Corona calamity: Israel’s daily cases surge, lab workers on strike, death toll approaches 1,000

A protest art exhibit of headstones with names of business closed because of the coronavirus in Tel Aviv, Aug. 26, 2020. (Flash90/Miriam Alster)

The trends don’t look promising for a swift end to the pandemic in Israel. Hopes rest on the recently passed ‘Traffic Light’ plan of the corona czar.

By David Isaac, World Israel News

Things are not getting better. They have all the earmarks of getting still worse.

Israel reported a record number of daily cases (2,183) on Wednesday. The death toll is expected to reach 1,000 over the weekend. The state’s medical lab workers are on strike. And 23 cities are “red zones,” meaning high rates of infection.

If that’s not enough, the corona czar was being blamed on Wednesday for stoking anti-Semitic fires in Ukraine after sending a letter to that country’s president asking him not to allow Breslov hasidim to make their annual pilgrimage to Uman, where their founder is buried.

The attack on the corona czar, Ronni Gamzu, by the head of the government coalition, MK Miki Zohar, only served to bolster critics, both Right and Left, who say the government has been at odds with itself in its corona fight.

Finally, Israeli schoolchildren went back to school.
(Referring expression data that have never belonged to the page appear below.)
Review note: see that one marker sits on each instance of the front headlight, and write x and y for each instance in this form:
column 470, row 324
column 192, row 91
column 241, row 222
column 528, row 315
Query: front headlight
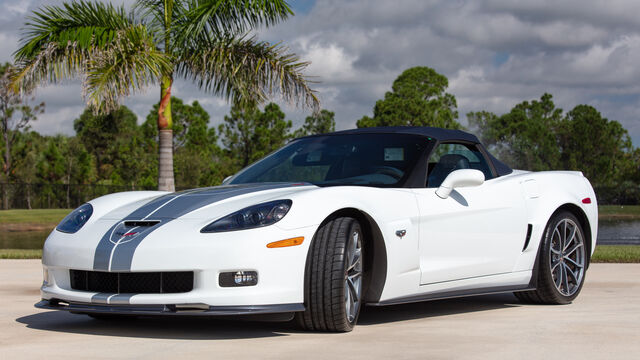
column 74, row 221
column 252, row 217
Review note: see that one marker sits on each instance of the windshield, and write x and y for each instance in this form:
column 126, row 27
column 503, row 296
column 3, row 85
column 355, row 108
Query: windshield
column 349, row 159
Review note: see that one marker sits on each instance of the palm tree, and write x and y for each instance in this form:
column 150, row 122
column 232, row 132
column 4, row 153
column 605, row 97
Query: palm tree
column 117, row 52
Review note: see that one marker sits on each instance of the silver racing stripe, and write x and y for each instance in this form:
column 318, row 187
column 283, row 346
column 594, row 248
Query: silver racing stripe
column 116, row 248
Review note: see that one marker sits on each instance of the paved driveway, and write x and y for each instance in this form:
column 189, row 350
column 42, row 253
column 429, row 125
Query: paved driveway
column 603, row 323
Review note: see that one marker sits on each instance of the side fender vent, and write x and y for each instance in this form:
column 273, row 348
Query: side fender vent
column 528, row 238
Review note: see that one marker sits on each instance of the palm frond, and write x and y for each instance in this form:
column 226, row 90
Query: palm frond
column 243, row 69
column 130, row 64
column 217, row 18
column 98, row 43
column 87, row 24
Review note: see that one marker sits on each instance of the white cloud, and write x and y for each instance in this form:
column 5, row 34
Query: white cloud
column 496, row 53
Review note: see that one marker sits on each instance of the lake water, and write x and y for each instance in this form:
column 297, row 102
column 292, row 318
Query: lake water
column 609, row 233
column 619, row 233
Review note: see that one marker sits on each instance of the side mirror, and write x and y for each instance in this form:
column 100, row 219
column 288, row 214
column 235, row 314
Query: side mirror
column 460, row 178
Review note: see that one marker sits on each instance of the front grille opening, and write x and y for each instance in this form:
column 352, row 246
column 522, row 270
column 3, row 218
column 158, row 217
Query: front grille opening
column 134, row 283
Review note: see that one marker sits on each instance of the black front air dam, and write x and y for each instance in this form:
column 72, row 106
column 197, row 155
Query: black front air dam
column 153, row 310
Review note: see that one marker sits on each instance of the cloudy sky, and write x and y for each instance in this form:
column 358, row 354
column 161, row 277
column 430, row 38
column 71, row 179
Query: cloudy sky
column 496, row 53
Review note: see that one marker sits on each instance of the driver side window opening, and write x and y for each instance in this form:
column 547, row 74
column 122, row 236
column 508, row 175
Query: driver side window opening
column 449, row 157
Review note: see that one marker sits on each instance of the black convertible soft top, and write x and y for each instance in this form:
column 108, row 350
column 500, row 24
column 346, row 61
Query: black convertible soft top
column 438, row 134
column 434, row 133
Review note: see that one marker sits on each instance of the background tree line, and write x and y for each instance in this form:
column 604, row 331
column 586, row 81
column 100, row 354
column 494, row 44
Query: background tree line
column 113, row 153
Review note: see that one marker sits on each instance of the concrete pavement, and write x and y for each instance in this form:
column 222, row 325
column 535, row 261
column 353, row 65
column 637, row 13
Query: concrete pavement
column 603, row 323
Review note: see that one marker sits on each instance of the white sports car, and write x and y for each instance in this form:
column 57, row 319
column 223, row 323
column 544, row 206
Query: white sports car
column 326, row 224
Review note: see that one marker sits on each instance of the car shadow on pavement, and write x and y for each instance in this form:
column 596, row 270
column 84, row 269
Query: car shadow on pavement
column 212, row 328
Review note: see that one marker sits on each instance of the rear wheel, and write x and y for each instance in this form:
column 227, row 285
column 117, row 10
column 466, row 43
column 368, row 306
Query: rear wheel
column 333, row 277
column 562, row 261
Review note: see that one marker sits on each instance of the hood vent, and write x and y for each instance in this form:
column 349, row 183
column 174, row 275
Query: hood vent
column 141, row 223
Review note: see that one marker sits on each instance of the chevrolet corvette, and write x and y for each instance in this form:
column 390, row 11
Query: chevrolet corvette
column 325, row 225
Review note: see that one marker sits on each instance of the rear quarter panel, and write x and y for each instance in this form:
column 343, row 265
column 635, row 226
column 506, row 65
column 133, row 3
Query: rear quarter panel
column 544, row 193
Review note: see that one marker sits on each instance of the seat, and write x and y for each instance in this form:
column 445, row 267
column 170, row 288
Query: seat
column 447, row 164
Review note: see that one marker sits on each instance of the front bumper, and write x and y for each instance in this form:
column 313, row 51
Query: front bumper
column 190, row 309
column 280, row 271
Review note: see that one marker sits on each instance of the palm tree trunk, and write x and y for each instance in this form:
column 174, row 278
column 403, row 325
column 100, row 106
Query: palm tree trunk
column 166, row 180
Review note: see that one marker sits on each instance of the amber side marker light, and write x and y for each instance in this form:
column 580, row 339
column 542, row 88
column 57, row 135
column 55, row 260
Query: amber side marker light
column 286, row 242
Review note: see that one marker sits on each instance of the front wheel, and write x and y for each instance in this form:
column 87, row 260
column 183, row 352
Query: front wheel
column 562, row 262
column 333, row 277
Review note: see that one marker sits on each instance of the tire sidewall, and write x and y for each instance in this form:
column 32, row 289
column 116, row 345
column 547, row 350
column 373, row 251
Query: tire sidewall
column 545, row 260
column 355, row 227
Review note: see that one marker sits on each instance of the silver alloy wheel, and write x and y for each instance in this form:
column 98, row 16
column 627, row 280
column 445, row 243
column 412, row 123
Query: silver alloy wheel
column 353, row 276
column 567, row 257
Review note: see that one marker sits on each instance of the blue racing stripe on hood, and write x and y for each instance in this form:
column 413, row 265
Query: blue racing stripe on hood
column 116, row 248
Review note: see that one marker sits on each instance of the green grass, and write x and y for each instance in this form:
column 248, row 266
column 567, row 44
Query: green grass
column 20, row 254
column 616, row 254
column 35, row 216
column 619, row 212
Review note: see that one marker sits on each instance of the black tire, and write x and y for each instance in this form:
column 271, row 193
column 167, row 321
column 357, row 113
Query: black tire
column 551, row 255
column 328, row 273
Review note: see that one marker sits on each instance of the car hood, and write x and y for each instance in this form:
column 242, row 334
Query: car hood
column 187, row 203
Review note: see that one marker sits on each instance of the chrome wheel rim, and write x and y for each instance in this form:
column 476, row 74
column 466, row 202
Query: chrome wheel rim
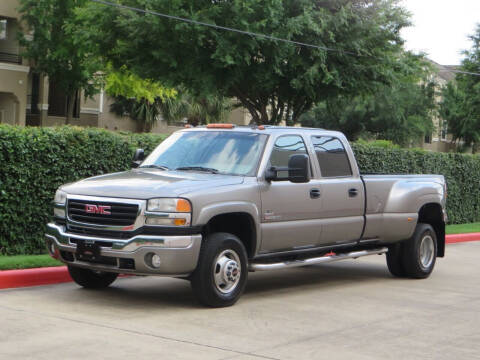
column 227, row 271
column 427, row 251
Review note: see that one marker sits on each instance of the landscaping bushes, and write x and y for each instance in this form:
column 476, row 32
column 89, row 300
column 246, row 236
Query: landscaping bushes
column 461, row 171
column 34, row 162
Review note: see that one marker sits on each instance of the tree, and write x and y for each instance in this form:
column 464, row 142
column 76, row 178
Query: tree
column 401, row 112
column 203, row 109
column 71, row 64
column 274, row 80
column 461, row 99
column 137, row 97
column 145, row 100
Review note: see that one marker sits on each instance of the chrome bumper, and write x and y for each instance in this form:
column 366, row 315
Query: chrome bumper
column 178, row 254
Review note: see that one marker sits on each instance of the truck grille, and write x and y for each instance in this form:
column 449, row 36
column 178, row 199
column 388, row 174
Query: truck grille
column 119, row 214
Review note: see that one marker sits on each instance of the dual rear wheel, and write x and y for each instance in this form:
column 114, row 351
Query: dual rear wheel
column 415, row 257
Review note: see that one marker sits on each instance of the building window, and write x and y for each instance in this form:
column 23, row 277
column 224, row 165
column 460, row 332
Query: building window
column 58, row 102
column 3, row 29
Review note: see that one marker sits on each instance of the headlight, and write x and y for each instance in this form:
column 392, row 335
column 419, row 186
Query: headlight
column 171, row 212
column 60, row 197
column 169, row 205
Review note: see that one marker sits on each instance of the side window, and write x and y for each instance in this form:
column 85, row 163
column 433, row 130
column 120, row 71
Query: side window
column 284, row 147
column 332, row 157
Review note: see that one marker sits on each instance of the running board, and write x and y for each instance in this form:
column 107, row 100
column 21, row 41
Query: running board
column 315, row 260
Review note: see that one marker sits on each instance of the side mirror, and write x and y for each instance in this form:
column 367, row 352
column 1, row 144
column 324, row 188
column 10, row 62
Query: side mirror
column 296, row 172
column 298, row 169
column 138, row 158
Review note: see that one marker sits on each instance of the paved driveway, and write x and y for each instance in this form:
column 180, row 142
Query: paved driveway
column 349, row 310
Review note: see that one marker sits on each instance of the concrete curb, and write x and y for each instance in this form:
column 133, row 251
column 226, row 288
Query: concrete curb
column 33, row 277
column 456, row 238
column 54, row 275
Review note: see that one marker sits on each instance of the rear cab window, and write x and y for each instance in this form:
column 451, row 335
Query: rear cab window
column 284, row 147
column 332, row 157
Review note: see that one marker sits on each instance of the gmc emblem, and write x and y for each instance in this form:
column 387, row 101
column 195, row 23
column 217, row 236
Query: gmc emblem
column 98, row 209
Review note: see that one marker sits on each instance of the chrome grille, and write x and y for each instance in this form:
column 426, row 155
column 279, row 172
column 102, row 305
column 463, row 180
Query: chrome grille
column 121, row 214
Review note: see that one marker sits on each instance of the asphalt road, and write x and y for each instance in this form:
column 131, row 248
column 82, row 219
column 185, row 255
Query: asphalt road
column 346, row 310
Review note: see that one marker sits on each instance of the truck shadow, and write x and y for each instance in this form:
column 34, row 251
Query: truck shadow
column 150, row 292
column 324, row 277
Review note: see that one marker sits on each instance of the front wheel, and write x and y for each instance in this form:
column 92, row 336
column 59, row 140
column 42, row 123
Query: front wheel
column 91, row 279
column 221, row 274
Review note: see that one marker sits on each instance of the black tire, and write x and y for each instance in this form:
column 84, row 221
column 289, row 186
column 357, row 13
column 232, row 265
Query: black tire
column 91, row 279
column 203, row 278
column 412, row 254
column 395, row 260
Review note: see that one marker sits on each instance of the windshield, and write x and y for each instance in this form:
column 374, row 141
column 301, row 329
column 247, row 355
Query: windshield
column 233, row 153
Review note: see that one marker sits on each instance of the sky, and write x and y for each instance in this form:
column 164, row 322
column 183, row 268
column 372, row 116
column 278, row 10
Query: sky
column 441, row 28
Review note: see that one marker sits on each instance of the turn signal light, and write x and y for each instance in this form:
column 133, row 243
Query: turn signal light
column 183, row 206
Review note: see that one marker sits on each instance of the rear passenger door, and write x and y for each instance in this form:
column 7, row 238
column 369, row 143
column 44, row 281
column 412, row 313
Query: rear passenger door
column 342, row 192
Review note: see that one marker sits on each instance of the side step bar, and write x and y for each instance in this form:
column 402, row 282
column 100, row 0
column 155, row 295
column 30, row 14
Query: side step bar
column 316, row 260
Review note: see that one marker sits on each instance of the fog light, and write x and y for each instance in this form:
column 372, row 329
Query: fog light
column 156, row 261
column 52, row 249
column 59, row 212
column 153, row 260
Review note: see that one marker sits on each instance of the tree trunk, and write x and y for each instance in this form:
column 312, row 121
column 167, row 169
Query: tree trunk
column 70, row 106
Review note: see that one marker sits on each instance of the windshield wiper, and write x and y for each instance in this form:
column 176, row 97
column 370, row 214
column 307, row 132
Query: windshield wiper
column 198, row 168
column 161, row 167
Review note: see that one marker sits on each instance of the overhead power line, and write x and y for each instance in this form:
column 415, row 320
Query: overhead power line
column 243, row 32
column 224, row 28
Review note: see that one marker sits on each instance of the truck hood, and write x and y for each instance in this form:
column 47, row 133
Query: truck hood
column 148, row 183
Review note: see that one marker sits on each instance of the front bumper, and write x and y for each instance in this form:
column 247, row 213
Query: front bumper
column 178, row 254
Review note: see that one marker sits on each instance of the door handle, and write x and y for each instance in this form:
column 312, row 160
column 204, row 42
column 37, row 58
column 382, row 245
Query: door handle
column 352, row 192
column 314, row 193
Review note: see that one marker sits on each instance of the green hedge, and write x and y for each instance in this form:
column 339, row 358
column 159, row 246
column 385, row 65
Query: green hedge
column 34, row 162
column 461, row 171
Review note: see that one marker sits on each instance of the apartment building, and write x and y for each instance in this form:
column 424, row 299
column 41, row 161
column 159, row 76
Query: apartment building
column 14, row 73
column 440, row 140
column 30, row 99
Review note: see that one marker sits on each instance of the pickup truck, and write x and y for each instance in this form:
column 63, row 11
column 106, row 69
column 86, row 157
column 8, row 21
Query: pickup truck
column 212, row 203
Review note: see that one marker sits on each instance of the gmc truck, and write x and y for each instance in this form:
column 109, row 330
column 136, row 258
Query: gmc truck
column 211, row 204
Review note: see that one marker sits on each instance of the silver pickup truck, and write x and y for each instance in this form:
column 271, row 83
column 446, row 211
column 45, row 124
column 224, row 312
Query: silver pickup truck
column 211, row 204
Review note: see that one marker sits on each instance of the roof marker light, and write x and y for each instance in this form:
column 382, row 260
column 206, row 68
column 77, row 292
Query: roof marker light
column 220, row 126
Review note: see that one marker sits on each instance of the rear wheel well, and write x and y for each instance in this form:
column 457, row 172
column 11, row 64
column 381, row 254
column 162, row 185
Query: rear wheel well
column 239, row 224
column 432, row 214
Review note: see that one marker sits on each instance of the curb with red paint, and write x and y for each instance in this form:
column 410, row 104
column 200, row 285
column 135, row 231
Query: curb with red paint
column 456, row 238
column 33, row 277
column 55, row 275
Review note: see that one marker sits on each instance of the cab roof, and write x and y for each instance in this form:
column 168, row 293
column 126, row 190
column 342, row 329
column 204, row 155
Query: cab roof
column 262, row 129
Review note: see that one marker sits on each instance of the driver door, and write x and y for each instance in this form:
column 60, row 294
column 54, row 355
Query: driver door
column 289, row 210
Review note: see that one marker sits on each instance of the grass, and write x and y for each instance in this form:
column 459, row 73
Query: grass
column 33, row 261
column 463, row 228
column 27, row 262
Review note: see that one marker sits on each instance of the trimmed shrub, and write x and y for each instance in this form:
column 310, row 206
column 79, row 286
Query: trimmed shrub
column 461, row 171
column 34, row 162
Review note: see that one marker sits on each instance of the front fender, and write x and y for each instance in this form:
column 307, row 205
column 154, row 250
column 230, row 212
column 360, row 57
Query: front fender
column 212, row 210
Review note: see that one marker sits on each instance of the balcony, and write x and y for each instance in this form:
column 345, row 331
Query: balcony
column 10, row 58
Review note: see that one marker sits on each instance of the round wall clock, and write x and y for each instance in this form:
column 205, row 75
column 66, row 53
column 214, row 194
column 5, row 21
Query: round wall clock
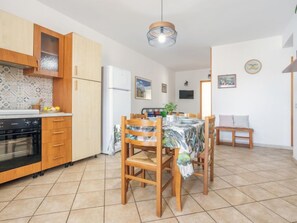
column 253, row 66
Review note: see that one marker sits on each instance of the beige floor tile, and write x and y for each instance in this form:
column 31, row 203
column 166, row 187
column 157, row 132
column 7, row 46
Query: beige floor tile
column 193, row 186
column 114, row 197
column 55, row 204
column 112, row 166
column 93, row 175
column 282, row 208
column 168, row 191
column 218, row 183
column 236, row 169
column 122, row 213
column 270, row 175
column 7, row 194
column 97, row 167
column 89, row 200
column 235, row 180
column 277, row 189
column 146, row 193
column 20, row 208
column 3, row 204
column 19, row 220
column 253, row 178
column 90, row 215
column 75, row 168
column 291, row 200
column 169, row 220
column 256, row 192
column 99, row 160
column 113, row 183
column 234, row 196
column 290, row 184
column 64, row 188
column 259, row 213
column 189, row 205
column 221, row 171
column 50, row 218
column 210, row 201
column 22, row 182
column 196, row 218
column 228, row 215
column 113, row 173
column 91, row 185
column 33, row 191
column 147, row 210
column 70, row 177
Normally a happy event, it may prove to be a disaster if it leads to a spike in infections. The opening of schools in May has been blamed as a factor that led to the pandemic slipping from Israel’s control.

According to the ‘Traffic Light’ system, the foundation stone of the corona czar’s plan to fight the pandemic, schools in red zones are to remain closed. That includes at the moment 332 schools and 716 preschools and kindergartens. But in at least one ‘red zone’ city, the school system opened anyway. Beitar Illit near Jerusalem ignored the instructions.

“The opening of the school year in red cities will bring about a spike in coronavirus cases in those cities and in other cities,” Gamzu had warned.

Dr. Gili Regev-Yochay, director of the infectious diseases epidemiology unit at Sheba Medical Center, told Channel 20 on Tuesday that there are problems with the Traffic Light plan.

“The plan in principle can be correct when we’re headed toward 400 confirmed cases a day and not 2,000 or more than 2,000. At the moment to open and to say there are green zones where it’s possible to go and gather in public event areas with up to 500 or 1,000 people is suicide. It’ll be terrible,” she said.

If things weren’t bad enough, Tal Zaks, chief medical officer of Moderna, the Boston-area biotech company which is the frontrunner for finding a corona vaccine, said recently that he doesn’t see a vaccine ready this winter. At best, he said ,by the end of winter.